Sweet potatoes were originally domesticated in Central or South America between five and eight thousand years ago. What a gift this calorie and nutrient rich food must have been when it was first discovered! Today the world enjoys a multitude of colors, textures and flavors of sweet potato, all originating from those first fore-potatoes. As selections were made for appearance and taste, selections for growth habit and season length also occurred. Now sweet potatoes may be grown successfully wherever vegetables are grown.

Starter Plants

Growing a crop of sweet potatoes begins with the slip, or starter plant. The slip is merely a rooted cutting of a sweet potato plant, which was sprouted from the tuber. Slips may be purchased, or you can make your own using a smallish seed sweet potato. It is possible in areas with longer growing seasons to plant a piece of the seed potato itself, like we do with the other potatoes, but most of us would not be able to grow the crop to maturity by doing so.
A couple of months before planting time, select your seed potato (one thatís nice and firm and about two-inches in diameter). Push four toothpicks into the sides so that the potato may be held vertically in a glass of water with the bottom slightly suspended, the toothpicks resting on the rim of the glass. Put just enough water in the glass to cover the bottom of the sweet potato; maintain this water level and change the water every few days. Place the seed potato glass into a sunny window. The sprouts that form will leaf out and can be broken off the parent plant and planted individually when roots begin to form.

Growing Season

Growing sweet potatoes requires an average of around one hundred days in warm, well-drained soil of average fertility. Gardeners in cooler climates may find it beneficial to pre warm the soil by covering the sweet potato bed with black plastic for a few weeks prior to planting. Varietal selection is important for success as well, with some varieties requiring only 90 days or so to mature and others up to 125 days. In areas with short summers, pay close attention to the number of days to maturity.
Prepare the bed by amending the soil liberally with organic compost. Hilling the soil six inches or so will benefit growers with heavy soil. Doing so can also help warm the soil more quickly. Plant the slips deeply (six inches or so), leaving only the top leaves above the soil. Plants should be spaced twelve inches apart in rows three and a half feet apart. Water them well. Sweet potatoes are very drought tolerant once established, but providing an inch of water per week will ensure good root development. Mulching after planting, if black plastic is not already employed, helps conserve soil moisture and keeps the soil in a loose state that promotes root expansion.

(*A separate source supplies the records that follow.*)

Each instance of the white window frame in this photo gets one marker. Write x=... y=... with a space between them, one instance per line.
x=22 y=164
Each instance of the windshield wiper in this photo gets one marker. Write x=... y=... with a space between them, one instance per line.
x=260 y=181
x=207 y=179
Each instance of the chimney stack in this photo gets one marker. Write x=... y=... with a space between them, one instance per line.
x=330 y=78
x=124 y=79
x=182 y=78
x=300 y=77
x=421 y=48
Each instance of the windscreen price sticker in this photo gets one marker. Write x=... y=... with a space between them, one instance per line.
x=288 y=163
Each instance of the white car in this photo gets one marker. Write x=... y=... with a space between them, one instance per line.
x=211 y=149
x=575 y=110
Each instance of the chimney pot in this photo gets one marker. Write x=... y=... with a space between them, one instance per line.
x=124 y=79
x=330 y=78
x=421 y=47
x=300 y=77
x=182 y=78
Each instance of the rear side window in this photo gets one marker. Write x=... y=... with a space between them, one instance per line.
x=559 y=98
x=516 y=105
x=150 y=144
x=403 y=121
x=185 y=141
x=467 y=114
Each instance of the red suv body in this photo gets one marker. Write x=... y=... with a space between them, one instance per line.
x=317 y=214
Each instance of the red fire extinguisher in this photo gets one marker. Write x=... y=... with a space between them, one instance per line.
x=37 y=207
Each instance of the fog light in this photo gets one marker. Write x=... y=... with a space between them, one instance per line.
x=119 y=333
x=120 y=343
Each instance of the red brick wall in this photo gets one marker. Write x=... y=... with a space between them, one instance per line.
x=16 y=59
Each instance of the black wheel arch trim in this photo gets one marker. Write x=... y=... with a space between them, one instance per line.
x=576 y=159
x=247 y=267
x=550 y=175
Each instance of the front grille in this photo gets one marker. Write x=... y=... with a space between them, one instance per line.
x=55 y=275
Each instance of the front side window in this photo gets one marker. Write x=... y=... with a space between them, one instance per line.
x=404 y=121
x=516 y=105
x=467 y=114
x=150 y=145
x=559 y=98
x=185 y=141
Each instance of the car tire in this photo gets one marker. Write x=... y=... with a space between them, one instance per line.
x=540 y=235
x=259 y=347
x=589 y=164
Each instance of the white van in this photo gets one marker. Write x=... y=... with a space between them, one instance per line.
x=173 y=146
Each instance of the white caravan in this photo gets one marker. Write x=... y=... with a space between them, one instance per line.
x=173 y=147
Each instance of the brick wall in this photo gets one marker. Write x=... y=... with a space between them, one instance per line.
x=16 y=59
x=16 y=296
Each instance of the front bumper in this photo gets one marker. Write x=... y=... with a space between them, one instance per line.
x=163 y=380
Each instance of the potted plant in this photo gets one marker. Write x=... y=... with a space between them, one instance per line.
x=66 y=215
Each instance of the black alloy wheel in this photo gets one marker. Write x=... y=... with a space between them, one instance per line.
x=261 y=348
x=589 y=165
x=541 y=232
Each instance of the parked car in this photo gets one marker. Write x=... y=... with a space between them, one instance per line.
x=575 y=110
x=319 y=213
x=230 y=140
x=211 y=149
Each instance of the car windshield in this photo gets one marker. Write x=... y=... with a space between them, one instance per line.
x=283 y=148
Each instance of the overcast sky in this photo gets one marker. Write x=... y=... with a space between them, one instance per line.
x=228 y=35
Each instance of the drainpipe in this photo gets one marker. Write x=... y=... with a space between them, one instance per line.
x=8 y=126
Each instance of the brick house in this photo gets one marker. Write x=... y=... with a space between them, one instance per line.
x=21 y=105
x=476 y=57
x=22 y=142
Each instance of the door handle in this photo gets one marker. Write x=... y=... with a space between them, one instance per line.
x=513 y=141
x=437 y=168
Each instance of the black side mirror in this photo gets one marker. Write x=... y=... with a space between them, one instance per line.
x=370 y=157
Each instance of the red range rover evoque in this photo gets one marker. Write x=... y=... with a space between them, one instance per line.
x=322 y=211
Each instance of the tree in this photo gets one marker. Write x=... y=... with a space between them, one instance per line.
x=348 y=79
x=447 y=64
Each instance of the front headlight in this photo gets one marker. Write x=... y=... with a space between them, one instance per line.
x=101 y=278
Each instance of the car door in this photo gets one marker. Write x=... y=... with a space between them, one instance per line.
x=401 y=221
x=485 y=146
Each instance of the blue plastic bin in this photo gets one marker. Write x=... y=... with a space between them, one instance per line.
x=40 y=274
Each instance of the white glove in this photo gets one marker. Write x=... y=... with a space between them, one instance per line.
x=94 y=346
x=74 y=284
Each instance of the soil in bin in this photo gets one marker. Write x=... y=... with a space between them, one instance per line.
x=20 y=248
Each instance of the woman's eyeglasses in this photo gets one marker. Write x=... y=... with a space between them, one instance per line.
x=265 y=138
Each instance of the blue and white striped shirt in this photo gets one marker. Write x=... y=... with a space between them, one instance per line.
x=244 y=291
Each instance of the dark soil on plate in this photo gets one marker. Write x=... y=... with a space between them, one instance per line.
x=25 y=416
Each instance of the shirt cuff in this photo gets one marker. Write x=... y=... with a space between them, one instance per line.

It is possible to wait the recommended number of days to maturity, then harvest the roots. I have done this in Georgia to make space for a fall crop, planting a short season variety in May and harvesting in August.
Harvesting during hot weather can be helpful for the curing process as well. However, if having the biggest possible harvest is the plan, let them grow until the vines turn yellow in fall. Be careful not to expose sweet potatoes to anything colder than a light frost as freezing temperatures can damage the crop. To harvest, remove the vines first. This will allow access to the roots without getting your feet tangled up. Dig the roots with a spade fork, starting at the outer edge of the patch and working toward the center. The largest potatoes grow where the slips were planted, but smaller sweet potatoes form where the vines spread across the ground and root themselves in. The longer they are in the garden, the more and larger these secondary tubers grow.

Curing and Storing

Curing sweet potatoes after harvest heals scars on the skins, improves storage quality, and develops the fullest flavor. To cure the crop, they must be held in warm, humid conditions for up to two weeks before moving to long term cool storage. The curing location must be dark, have good air circulation, humidity of around 90%, and a steady temperature of around 85 degrees. If conditions are perfect and consistent they may be cured in a week. I have kept them on my carport in covered milk crates to cure for over a month in late summer with very good results.
Store the crop in a cool, humid environment. The ideal conditions are 55 to 60 degrees with 85- 90% humidity. Condensation is bad for storage, so good air circulation and consistent temperature are very important. My unheated basement works perfectly. Sweet potatoes, will keep well in these conditions for six months or more.
If you intend to use your crop for seed potatoes, there is no need to keep the biggest roots for that purpose. Go ahead and eat the huge family sized sweet potatoes and save the modestly sized ones for seed. Near the end of the storage season it will be time to start slips again.